Würde man eine Konjunkturumfrage zu Protest und Politik-Bashing machen, bekäme man aktuell tolle Werte. Das Sprichwort „Die Klage ist der Gruß der Kaufmänner“ springt vom Handel auch auf andere Branchen über. Und anders als Hotellerie und Gastronomie mit ihrem Widerstand gegen eine vermeintliche Steuererhöhung waren die Bauernproteste zumindest teilweise erfolgreich. „Jammern lohnt sich“, könnte eine Lektion lauten. Das spiegelt sich auch im IHK-Konjunkturklima Jahresbeginn 2024 der IHK Nürnberg wider. Sie nennt als Kernergebnisse: Konjunktur kommt nicht in Schwung – Dienstleistungen zufrieden und zuversichtlich, aber mangelnde Perspektiven bei angespannter Lage in Industrie und Handel.
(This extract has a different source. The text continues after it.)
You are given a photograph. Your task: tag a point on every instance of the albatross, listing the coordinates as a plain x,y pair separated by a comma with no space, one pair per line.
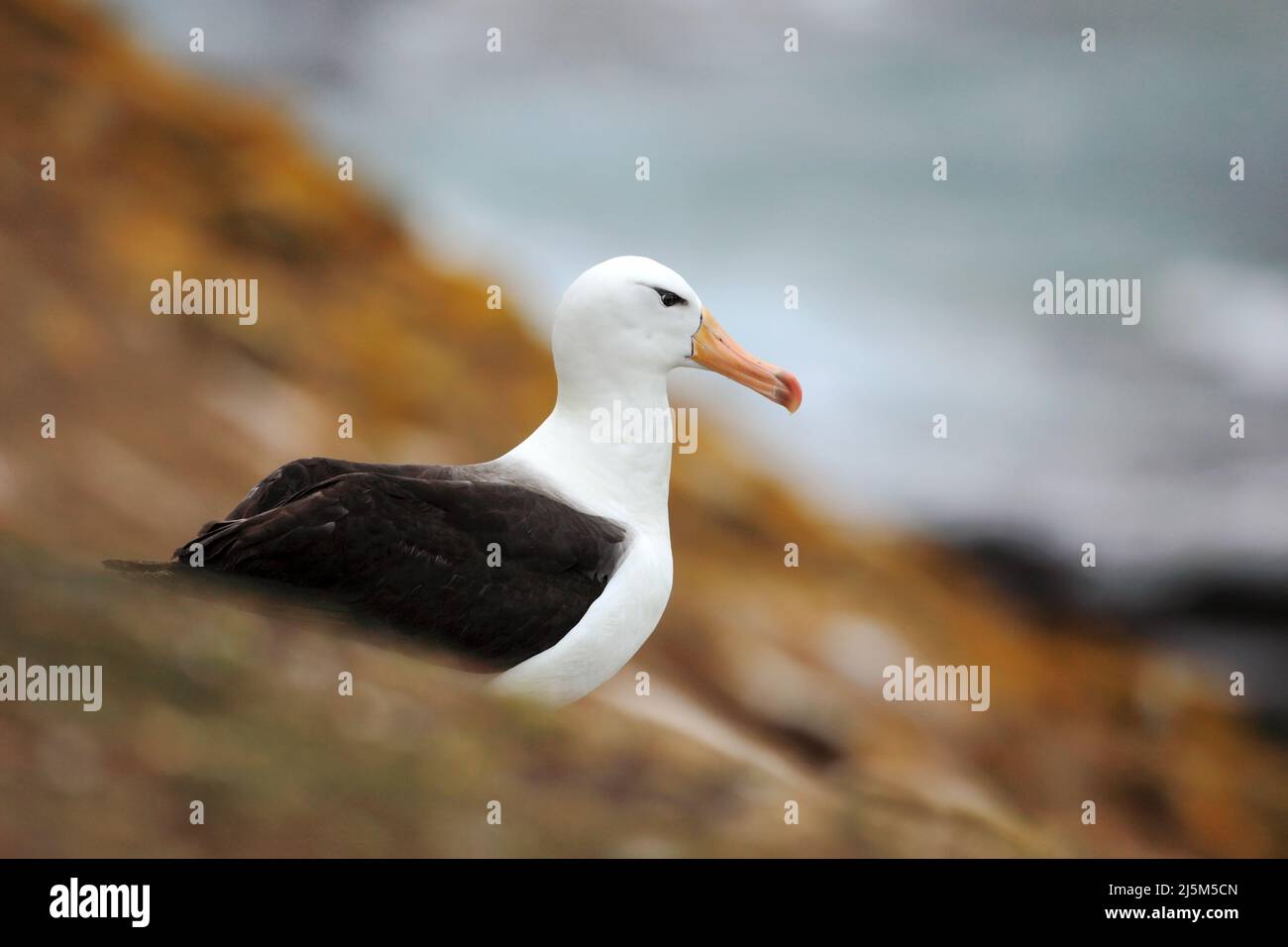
549,566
Ganz einfach ist die Lage in der Tat nicht. Die OECD weist Deutschland in ihrer Wachstumsprognose für das laufende Jahr mit 0,3 Prozent den letzten Platz unter den OECD-Ländern zu. Die Energiepreise sinken, sind aber immer noch höher als vor der russischen Invasion in der Ukraine. Chinas schlappe Konjunktur sorgt für eine geringere Nachfrage nach deutschen Maschinen. Hinzu kommt der Wandel in der Kfz-Industrie von Verbrenner zum E-Antrieb, den die deutschen Konzerne verschlafen haben. Und zu allem Überfluss steht auch noch die Transformation zur Klimaneutralität in Wirtschaft und Gesellschaft an.
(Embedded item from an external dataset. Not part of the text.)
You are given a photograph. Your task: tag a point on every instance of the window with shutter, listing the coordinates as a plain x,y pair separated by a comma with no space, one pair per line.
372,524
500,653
Vor diesem Hintergrund tritt der IHK-Konjunkturklimaindex im negativen Bereich praktisch auf der Stelle. Das Stimmungsbarometer sinkt in Summe marginal, weil die mittelfränkische Metall- und Elektroindustrie an einem schwachen Auftragseingang leidet. Das trifft Mittelfranken mit seiner exportorientierten Industrie besonders stark. Noch schlechter ist die Stimmung in den Branchen Bau und Handel mit Blick auf die kommenden Monate. Neue Jobs entstehen vor allem in den unternehmensnahen Dienstleistungen. Die Betriebe in Industrie, Bauwirtschaft und Handel planen kaum Neueinstellungen.
Dagegen fällt die aktuelle Lage der mittelfränkischen IHK-Unternehmen überraschend gut aus. Die Statistik der IHK weist einen leichten Knick nach oben aus, sie Lagebeschreibung bewegt sich seit dem Herbst 2022 im positiven Bereich – wenn auch im Zickzackkurs.
Die Trübsal in den Unternehmen hat allerdings eine negative Konsequenz. „Die Stimmung macht die Investitionen“, erklärt IHK-Chefvolkswirt Udo Raab. Daher sei die IHK über die „Wachstumsverhinderungsstimmung“ besorgt. Und mit Blick auch die schwachen Exportaufträge macht er den Unternehmen Mut. Es gehe nicht um den günstigsten Preis, um in den Auslandsmärkten zu punkten. „Mit innovativen und energieeffizienten Produkten und Maschinen lassen sich Marktanteile halten oder gar gewinnen.“
Doch momentan haben die Unternehmer ganz andere Sachen im Kopf. Zwei Drittel von ihnen äußern Sorge über die wirtschaftspolitischen Rahmenbedingungen, die sie als Gefahr für den Wirtschaftsstandort sehen. Begründet werden die Klagen u. a. mit der altbekannten hohen Bürokratielast und deren Kosten sowie zunehmenden Hemmnissen im internationalen Handel. Auch die Unklarheit über staatliche Regelungen und Förderprogramme – Stichwort Heizungsgesetz und Elektromobilität – drückt die Stimmung. Immer noch mehr als die Hälfte der Betriebe klagt weiterhin über zu hohe Energie- und Rohstoffpreise. Allerdings hat hier der Preisdruck im letzten Jahr nachgelassen hat. Auch die gesunkene Inlandsnachfrage und die gestiegenen Arbeitskosten werden als Risiken für die Betriebe und den Standort genannt.